Myers v. Jenkins

63 Ohio St. (N.S.) 101
CourtOhio Supreme Court
DecidedJune 19, 1900
StatusPublished

This text of 63 Ohio St. (N.S.) 101 (Myers v. Jenkins) is published on Counsel Stack Legal Research, covering Ohio Supreme Court primary law. Counsel Stack provides free access to over 12 million legal documents including statutes, case law, regulations, and constitutions.

Bluebook
Myers v. Jenkins, 63 Ohio St. (N.S.) 101 (Ohio 1900).

Opinion

Burket, J.

It is urged by counsel for defendant in error that the record does not show that the bill of exceptions was filed in the circuit court. The record [115]*115shows that eight original papers were filed in the circuit court, and the bill of exceptions being an original paper under section 6716, Revised Statutes, it sufficiently appears by the record that it was filed in that court. It is further urged that the record does not show that the demurrer to the amended petition was filed in the court of common pleas. The journal of January 30,1896, recites as follows: “This day came the parties and this cause came on for hearing upon the separate demurrers filed by the several defendants to the amended petition of plaintiff and was argued by counsel.” It cannot be presumed that a court and counsel on both sides would hear, argue and pass upon a demurrer which had never been filed. And as this demurrer has been argued by counsel and decided by the court, and bears the file mark of the clerk, we are satisfied it was filed, and that the omission of its filing from the printed record is the result of some oversight or mistake.

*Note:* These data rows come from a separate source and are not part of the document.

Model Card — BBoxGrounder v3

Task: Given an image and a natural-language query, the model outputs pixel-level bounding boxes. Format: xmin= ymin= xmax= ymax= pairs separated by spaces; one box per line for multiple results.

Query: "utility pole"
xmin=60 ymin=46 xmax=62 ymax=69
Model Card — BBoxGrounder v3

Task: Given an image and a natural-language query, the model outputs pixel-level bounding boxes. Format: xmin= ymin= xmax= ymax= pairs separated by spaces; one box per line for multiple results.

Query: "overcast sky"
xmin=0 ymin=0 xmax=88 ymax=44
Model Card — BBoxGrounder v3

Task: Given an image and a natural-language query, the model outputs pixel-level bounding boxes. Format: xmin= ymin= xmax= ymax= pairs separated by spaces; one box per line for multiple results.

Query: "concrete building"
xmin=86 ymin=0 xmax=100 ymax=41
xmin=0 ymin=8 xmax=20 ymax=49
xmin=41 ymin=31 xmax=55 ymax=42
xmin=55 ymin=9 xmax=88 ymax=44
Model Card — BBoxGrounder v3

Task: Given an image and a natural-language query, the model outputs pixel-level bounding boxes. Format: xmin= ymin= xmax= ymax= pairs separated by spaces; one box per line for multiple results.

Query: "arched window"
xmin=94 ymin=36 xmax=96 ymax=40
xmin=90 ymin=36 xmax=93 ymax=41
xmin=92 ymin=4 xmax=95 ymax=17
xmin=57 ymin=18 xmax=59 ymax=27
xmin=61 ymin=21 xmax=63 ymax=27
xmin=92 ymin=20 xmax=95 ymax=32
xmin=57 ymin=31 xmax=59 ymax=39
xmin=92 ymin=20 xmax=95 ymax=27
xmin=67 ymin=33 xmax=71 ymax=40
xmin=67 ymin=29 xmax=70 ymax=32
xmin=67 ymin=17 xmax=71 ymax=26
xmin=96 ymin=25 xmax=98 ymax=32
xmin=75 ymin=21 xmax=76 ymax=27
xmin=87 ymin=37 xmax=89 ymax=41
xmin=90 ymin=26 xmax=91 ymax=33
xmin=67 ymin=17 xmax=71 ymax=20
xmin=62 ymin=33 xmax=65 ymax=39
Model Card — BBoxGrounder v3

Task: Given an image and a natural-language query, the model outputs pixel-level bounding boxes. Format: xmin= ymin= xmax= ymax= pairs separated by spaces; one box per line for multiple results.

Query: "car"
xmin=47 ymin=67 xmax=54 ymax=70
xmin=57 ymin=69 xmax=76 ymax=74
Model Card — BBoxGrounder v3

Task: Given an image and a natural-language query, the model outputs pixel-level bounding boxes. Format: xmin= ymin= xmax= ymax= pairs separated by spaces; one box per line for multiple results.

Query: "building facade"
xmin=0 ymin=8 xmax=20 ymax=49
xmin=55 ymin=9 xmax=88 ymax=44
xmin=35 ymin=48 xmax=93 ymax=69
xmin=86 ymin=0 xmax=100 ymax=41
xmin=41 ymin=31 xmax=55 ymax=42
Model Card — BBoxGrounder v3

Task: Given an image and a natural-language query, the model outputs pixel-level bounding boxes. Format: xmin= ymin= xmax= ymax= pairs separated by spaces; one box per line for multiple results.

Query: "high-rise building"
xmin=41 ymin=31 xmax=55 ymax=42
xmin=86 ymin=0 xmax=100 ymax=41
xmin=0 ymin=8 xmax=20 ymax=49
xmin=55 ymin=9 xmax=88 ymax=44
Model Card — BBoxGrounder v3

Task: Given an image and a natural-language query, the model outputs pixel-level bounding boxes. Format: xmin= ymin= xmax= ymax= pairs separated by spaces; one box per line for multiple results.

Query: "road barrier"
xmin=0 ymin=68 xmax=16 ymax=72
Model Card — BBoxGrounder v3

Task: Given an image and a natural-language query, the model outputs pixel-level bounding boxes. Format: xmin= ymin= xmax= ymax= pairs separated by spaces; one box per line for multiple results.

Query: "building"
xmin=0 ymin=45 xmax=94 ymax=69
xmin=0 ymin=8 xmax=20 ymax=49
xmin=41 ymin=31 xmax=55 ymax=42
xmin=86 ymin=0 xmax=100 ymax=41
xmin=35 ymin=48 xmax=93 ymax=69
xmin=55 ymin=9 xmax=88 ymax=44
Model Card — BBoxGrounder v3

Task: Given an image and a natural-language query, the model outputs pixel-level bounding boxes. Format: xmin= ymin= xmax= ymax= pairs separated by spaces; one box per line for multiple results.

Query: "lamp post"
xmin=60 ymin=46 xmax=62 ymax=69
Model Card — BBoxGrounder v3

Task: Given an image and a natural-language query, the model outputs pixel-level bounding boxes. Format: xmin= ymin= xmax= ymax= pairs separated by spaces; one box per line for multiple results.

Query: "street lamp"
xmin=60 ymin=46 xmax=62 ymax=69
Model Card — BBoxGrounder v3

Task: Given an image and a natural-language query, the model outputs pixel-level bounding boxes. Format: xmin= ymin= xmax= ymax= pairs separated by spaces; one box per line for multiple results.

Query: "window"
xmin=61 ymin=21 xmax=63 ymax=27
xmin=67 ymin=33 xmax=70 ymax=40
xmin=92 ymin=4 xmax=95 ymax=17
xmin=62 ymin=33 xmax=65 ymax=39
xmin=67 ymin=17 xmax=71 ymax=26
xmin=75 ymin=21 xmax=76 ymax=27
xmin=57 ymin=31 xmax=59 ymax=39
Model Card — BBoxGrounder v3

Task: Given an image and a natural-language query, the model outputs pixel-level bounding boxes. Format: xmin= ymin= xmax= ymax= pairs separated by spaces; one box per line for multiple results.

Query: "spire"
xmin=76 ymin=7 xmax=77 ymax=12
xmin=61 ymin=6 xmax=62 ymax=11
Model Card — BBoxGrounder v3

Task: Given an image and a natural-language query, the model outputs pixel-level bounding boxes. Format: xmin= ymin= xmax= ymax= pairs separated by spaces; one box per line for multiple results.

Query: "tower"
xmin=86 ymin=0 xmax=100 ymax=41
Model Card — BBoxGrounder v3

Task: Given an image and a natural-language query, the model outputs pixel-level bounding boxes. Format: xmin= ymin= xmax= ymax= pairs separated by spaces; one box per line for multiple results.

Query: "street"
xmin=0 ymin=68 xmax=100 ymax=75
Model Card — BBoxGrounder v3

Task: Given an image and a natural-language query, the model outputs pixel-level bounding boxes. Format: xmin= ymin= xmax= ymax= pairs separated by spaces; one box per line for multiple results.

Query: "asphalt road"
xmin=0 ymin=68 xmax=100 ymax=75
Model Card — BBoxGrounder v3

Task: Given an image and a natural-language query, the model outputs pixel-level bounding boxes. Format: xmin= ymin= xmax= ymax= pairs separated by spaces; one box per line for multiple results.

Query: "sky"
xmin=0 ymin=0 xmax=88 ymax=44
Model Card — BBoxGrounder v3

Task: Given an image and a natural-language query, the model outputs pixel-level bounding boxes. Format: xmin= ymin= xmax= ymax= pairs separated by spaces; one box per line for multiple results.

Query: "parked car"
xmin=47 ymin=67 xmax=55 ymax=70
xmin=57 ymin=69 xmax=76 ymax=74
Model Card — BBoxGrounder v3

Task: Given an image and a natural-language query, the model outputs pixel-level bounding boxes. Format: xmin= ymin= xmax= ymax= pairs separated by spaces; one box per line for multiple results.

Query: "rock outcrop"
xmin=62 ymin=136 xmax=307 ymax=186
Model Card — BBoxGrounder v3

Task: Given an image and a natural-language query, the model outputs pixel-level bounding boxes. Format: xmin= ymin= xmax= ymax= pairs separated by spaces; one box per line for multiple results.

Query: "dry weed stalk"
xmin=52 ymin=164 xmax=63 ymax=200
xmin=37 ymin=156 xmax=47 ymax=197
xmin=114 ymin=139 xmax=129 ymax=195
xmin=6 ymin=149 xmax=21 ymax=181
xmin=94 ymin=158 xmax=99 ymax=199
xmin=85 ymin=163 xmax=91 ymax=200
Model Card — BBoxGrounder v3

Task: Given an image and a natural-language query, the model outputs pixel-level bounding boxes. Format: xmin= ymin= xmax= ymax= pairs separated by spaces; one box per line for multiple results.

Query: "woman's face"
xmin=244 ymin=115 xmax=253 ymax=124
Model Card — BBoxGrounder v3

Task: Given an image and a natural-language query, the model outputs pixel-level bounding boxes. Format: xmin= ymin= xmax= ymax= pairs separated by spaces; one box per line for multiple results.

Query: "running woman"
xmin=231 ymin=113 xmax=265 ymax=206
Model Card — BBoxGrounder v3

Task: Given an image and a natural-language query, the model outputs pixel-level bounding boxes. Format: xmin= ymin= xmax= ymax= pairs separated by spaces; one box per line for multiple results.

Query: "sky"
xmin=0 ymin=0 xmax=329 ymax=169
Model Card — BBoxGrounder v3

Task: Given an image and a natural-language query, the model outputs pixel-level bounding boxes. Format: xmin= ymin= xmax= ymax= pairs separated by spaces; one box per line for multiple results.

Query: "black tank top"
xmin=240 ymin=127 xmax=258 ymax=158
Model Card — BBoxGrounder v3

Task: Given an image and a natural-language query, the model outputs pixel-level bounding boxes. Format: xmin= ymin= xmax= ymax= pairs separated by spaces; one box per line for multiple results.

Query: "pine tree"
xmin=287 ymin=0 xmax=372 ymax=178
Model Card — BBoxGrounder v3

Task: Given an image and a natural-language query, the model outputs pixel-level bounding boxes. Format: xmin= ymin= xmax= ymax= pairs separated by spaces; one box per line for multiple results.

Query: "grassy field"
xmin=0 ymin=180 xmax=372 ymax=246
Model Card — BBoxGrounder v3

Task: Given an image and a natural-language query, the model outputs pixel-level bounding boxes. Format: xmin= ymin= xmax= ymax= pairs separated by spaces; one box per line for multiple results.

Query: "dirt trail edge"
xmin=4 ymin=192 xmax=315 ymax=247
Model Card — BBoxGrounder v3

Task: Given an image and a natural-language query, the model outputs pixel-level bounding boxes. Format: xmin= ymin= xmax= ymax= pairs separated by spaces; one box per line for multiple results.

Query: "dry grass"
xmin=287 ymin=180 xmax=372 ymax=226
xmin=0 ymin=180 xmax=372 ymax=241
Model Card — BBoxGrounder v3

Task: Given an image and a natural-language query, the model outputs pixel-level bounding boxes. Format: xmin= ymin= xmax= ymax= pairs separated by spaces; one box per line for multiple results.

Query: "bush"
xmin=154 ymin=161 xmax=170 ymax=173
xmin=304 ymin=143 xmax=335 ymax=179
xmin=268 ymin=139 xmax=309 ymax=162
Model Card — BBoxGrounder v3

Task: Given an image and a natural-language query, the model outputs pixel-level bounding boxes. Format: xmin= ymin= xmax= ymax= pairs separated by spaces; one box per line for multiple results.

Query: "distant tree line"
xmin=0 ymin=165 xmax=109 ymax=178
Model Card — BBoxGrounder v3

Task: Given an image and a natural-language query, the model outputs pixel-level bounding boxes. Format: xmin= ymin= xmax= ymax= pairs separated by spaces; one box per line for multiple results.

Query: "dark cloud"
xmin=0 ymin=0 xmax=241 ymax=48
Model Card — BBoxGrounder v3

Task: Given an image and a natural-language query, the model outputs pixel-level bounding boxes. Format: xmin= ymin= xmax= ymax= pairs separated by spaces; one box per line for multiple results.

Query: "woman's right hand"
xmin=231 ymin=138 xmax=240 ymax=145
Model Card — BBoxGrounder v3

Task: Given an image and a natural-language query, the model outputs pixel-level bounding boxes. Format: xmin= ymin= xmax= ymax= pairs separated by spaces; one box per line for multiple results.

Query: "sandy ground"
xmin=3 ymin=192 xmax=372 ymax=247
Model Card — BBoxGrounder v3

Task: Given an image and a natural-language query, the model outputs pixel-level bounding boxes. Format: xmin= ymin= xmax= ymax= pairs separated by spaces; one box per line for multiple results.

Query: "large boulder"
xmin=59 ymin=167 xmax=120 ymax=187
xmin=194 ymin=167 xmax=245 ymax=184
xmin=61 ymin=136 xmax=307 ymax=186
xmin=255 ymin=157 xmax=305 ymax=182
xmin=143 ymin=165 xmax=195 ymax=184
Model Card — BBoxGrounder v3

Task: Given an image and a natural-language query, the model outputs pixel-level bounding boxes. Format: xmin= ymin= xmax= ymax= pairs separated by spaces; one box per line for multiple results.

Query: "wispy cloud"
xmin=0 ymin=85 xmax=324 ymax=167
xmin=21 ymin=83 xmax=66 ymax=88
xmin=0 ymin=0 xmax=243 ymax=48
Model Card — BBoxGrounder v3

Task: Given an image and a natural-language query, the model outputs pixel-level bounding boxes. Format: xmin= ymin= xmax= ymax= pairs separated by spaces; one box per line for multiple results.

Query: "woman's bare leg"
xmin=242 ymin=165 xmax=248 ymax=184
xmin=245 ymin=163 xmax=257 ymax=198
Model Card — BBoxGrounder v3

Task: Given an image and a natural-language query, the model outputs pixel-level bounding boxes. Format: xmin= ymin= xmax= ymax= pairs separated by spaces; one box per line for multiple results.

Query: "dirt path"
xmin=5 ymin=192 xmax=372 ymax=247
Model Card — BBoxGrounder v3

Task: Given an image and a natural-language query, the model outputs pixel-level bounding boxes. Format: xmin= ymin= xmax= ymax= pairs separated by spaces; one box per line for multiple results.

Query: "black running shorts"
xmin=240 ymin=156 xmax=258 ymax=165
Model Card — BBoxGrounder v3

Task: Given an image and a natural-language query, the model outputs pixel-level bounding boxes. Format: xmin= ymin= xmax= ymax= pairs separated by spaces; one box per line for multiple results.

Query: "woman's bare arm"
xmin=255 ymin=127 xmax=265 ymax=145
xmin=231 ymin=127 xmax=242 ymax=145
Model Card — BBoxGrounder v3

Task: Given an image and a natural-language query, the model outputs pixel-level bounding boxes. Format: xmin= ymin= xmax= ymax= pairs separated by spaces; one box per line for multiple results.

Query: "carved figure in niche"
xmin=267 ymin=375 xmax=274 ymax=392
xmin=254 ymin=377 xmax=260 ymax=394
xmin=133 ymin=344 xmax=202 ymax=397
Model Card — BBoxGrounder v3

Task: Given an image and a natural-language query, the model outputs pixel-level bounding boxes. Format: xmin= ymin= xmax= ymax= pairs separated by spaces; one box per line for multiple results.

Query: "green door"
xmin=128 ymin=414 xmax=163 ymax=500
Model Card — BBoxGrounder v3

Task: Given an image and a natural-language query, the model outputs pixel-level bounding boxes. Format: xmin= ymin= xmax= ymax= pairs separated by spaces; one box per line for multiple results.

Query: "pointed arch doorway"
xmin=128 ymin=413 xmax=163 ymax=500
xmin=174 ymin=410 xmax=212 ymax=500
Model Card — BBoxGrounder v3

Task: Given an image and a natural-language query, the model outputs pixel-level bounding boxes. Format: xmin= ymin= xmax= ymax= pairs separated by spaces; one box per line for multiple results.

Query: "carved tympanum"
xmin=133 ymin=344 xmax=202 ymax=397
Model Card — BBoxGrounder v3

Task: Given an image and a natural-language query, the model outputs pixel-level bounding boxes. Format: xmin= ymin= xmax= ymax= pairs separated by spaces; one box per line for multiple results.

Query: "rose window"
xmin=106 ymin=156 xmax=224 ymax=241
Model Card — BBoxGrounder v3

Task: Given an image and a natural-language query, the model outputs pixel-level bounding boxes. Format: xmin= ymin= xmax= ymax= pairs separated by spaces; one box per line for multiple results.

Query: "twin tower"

There is no promise or obligation on part of the members of the lodge to pay sick benefits to members set out in the petition. The averment is that a disabled member is entitled, under the laws of the order, to receive sick benefits, but there is no averment that he is to receive sick benefits from his fellow members, and the irresistible inference is that he is to receive his benefits from the lodge, and not from the members individually. True he says that there is due to him from the members of the lodge by reason of the premises the sick benefits claimed; but he has set out the premises in the forepart of his petition and those premises show that the benefits are not due from the members but from the lodge; and there is no averment in the petition that the officers are liable to pay sick benefits. The [116]*116laws of the order as pleaded and introduced in evidence, show no obligation upon the members to_ pay sick benefits, either individually or as officers of the lodge. The demurrer to the amended petition should therefore have been sustained as to the officers and members of the lodge, and upon the conceded facts in the case there is no cause of action against them.

The petition seems to state a good cause of action against the lodge. It is silent as to whether there is a tribunal within the lodge to pass upon the question of sick benefits when claimed by a member, and it may well be doubted whether a court can take judicial notice of the existence of such tribunal. The better practice is to plead the existence of such tribunal if there is one, in the petition, and aver that the plaintiff has exhausted his remedies in the lodge, and has a cause of action .against the lodge in the civil courts, setting out the facts which give him such cause of action. In this case the existence of a tribunal in the order for the settlement of all disputes, as to claims for sick benefits, is shown in the answer, and also by the printed laws of the order attached thereto and introduced in evidence. We cannot hold therefore that there was prejudicial error in overruling the demurrer of the lodge to the amended petition of the plaintiff.

There was no error in overruling the demurrer of the lodge to the reply, for the reason that if the lodge arbitrarily refused to pay his sick benefits and refused to investigate the plaintiff’s right to receive the same, and refused to permit the committeeman selected by him to serve or act in his behalf, he had a right to bring his action in the civil courts to recover such benefits. But if objection was made by anyone or for any cause to the committeeman selected [117]*117by Mm, and he thereupon selected another who accepted and served on the committee, he thereby waived the first selection, and the committee as constituted became a lawful committee under the laws of the order.

There was error in the admission in evidence of the letter from J. E. Dow. The only purpose of the admission of that letter was to prove that the plaintiff below had filed a transcript -with Mr. Dow as District Deputy Grand Master. The controversy was between the plaintiff and the lodge, and what a third party said about the matter could not bind the lodge. Mr. Dow was not acting as the agent of the lodge, and if he had been what he said as to a past transaction would not bind his principal. lie was acting while in office officially as the deputy of the Grand Master, to supervise all the lodges within his district. What he did or said while in office was for and in behalf of his superior, the Grand Master, and not for or in behalf of the lodge to which he belonged. It is not clear whether or not he was still in office when he wrote this letter, but in either event it was not competent and could not bind the lodge. For aught that appears his testimony could have been obtained by deposition or otherwise, and this should have been done.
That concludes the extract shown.